Have you ever traveled to a different region within the U.S and been shocked to hear words you couldn't understand? All 50 states speak English, but most states have their own unique jargon and words that sound strange to outsiders. It's not just your accent or the way you stress your syllables that gives away where you've grown up and learned to talk. In certain states words are so commonly used that they become ingrained in the minds of their residents, but to people from outside the state boarder, the same words are as foreign as a completely different language.
Different regions across the U.S have their unique ways of referring to a submarine sandwich — "a sandwich served on a large Italian roll and filled with Italian meat, cheese, lettuce, tomato, onion, and sprinkled with olive oil and spices." The word "hoagie" was originally used in Maine, but has spread across many Northeastern states including Pennsylvania, New York, Connecticut, New Jersey, and Massachusetts, and is the word is especially common in the Philadelphia area. A hoagie, identical to a grinder, po' boy, wedge, hero, torpedo, or zeppelin, is just one of many ways to describe the same foot-long sandwich.
The word "hella" is now used across the Pacific Northwest, but its origins lie in Northern California. Hella, an intensifier and contraction of "hell of a," is used in place of common words such as "really," "a lot of," and "very." Hearing the word evokes the image of a California "surfer bro" with long-flow-wearing board shorts and a tight V-Neck T-shirt.
Most of America calls it soft-serve ice cream, but if you're from Vermont you most likely refer to this sweet treat as "creamies." Don't ask for sprinkles on top when you're in Vermont. Use the local term "jimmies" instead if you want to be understood at the ice cream shop.
Mainstream America has dubbed the combination of milk, ice cream, and flavored syrup a milkshake, but the smallest state, Rhode Island, has adopted a different nomenclature. If you're looking for a milkshake at an ice-cream shop in the Ocean State, order a cabinet. Rhode Island is even an outlier from the rest of its New England neighbors who call the desert drink a frappe. Other words that Rhode Islanders claim in their unique lexicon include "jimmycakes" (corn meal cakes), "steamers" and "quahogs" (clams), "grinders" (submarine sandwiches), and "bubblers" (water fountains).
Pittsburgh is a proud city, and they have their own "Pittsburghese" jargon to prove it. Wipe out the word rubber band from your vocab when visiting The Steel City, where the citizens have replaced the traditional word with another — "gumband."
As bizarre as the phrase might sound, Alligator Pear is actually a common name to refer to an avocado. It is common jargon in New Orleans, Louisiana. The etymology of the fruit's Spanish name, aguacate, has lead to the common idea that avacado trees grow in areas populated by alligators.
According to the Merriam-Webster dictionary, a lagniappe is "a small gift given a customer by a merchant at the time of a purchase" or "something given or obtained gratuitously or by way of good measure." The term is commonly used, however, throughout Louisiana (New Orleans, especially) and Mississippi to refer to a little something extra.

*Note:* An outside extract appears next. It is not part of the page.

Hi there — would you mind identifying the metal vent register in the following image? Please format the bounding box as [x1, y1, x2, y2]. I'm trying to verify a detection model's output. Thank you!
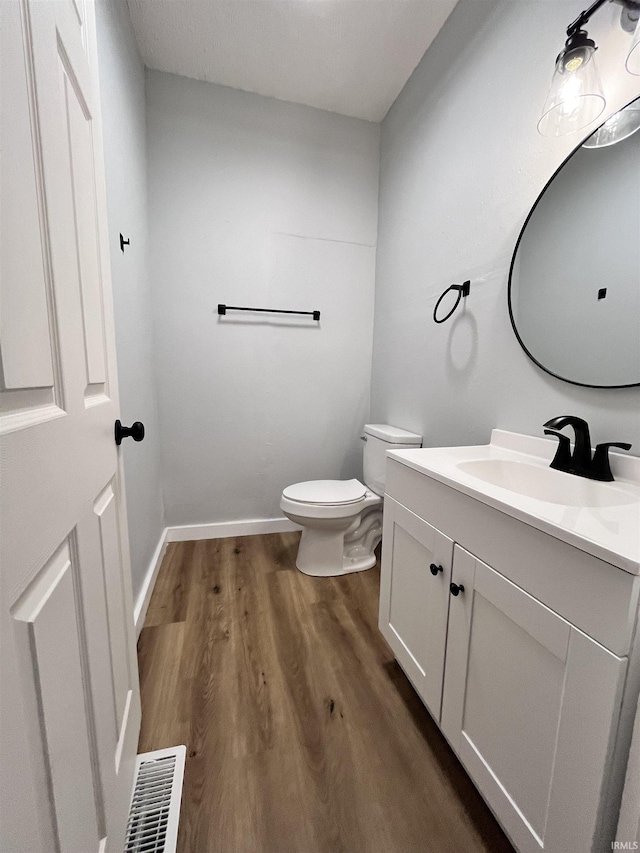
[124, 746, 187, 853]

If you're using the word "sneetered," you're probably from Kentucky. And sneetered is something that you don't want to be. The word is a verb meaning to be tricked, duped or hoodwinked.
"Wicked," when recited with a Boston accent, is one of the most recognizable (and also most commonly mocked) regional jargon phrases. The word is used as an adjective to express something cool or exciting — "that's wicked awesome" or "wicked pissah" — and it is a dead giveaway that the speaker hails from New England.